The pair’s original plan was to dive at a shipwreck in the Atlantic Ocean, where they’d found coral before. But the winds picked up unexpectedly that morning, summoning waves six- to eight-feet tall. To avoid a potentially dangerous situation, along with certain seasickness, the captain of ODU’s research vessel called off the dive.

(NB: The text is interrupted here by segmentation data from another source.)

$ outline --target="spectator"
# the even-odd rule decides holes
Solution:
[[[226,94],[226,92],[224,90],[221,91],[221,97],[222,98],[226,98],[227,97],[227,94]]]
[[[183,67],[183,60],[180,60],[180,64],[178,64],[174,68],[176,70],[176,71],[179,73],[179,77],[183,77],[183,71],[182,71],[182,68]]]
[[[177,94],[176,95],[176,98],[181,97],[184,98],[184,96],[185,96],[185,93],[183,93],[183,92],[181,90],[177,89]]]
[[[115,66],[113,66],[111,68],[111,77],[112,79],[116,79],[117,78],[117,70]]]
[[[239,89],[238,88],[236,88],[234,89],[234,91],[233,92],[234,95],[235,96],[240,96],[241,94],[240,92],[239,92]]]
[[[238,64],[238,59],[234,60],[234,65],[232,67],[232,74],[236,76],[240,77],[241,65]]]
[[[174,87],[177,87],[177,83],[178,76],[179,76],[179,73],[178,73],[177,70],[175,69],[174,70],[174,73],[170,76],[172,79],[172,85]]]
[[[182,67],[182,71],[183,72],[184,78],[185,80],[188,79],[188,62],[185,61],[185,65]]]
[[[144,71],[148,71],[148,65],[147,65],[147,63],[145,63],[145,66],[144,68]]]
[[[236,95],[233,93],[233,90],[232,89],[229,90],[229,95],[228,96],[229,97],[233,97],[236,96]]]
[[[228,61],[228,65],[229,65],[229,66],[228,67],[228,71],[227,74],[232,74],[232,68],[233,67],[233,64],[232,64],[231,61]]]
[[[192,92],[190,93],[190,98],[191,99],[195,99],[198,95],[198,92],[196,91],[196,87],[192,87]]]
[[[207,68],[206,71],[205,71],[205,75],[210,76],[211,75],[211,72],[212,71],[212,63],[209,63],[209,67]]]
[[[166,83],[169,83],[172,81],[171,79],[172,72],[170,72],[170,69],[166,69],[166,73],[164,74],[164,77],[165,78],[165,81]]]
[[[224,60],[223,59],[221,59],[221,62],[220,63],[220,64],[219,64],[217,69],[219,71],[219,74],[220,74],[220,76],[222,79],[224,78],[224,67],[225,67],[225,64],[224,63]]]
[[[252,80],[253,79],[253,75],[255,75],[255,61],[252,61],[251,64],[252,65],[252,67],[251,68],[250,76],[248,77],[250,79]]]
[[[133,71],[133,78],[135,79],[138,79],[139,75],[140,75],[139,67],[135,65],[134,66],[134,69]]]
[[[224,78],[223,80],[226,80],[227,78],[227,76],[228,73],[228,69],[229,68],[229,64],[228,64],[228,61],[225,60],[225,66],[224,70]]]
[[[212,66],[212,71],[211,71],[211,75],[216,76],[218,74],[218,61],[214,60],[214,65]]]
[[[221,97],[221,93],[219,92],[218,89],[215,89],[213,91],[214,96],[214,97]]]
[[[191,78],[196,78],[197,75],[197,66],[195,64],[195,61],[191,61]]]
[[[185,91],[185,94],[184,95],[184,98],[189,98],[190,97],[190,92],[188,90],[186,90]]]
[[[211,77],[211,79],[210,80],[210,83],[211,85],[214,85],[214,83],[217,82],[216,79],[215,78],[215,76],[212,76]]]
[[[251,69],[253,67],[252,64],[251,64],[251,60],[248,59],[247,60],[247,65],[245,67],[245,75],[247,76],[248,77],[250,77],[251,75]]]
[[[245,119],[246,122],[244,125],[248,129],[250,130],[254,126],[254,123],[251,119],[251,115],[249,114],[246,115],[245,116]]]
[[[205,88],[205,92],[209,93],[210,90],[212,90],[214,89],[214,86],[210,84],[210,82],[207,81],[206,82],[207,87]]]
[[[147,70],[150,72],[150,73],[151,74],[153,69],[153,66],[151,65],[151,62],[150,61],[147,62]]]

So Aichelman and Barshis came up with a new scheme.

Plan B: Science by Kayak

Astrangia likes salty water, and lives on hard surfaces offshore from the Gulf of Mexico to Cape Cod. But since the waves were too high to dive in the ocean, Aichelman and Barshis, ever hopeful, turn to the next best thing: the mouth of the Chesapeake Bay.

Kiptopeke State Park sits at the southern tip of Virginia’s Eastern Shore. The two scientists think the water might be salty enough for Astrangia off the park’s shore, where Chesapeake Bay spills into the Atlantic Ocean. They hope to find it growing on nine partially sunken concrete ships paralleling the shore. When the ships were intentionally sunk in 1949, there was no Chesapeake Bay Bridge Tunnel to connect Virginia’s Eastern Shore with its western shore. Instead, those wanting to cross the mouth of the Bay took a ferry. The ships were sunk to form a breakwater that shielded the ferry’s pier from the onslaught of waves.

Aichelman and Barshis load a two-person kayak with gear—including their so-called “basket of science,” a grocery shopping basket they hope to fill with corals—and paddle out to the ships. The above-water portions of the ships are plastered in guano from the brown pelicans that guard them like sentinels. After tethering their kayak to one ship, Aichelman, donning a wetsuit, snorkel mask, and flippers, slips into the opaque bay water. When she resurfaces a few moments later, “creepy” is the first word out of her mouth.

“It’s like another world down there!” she exclaims. Soon, Barshis slides into the water too, and both search the ships’ underbellies for Astrangia.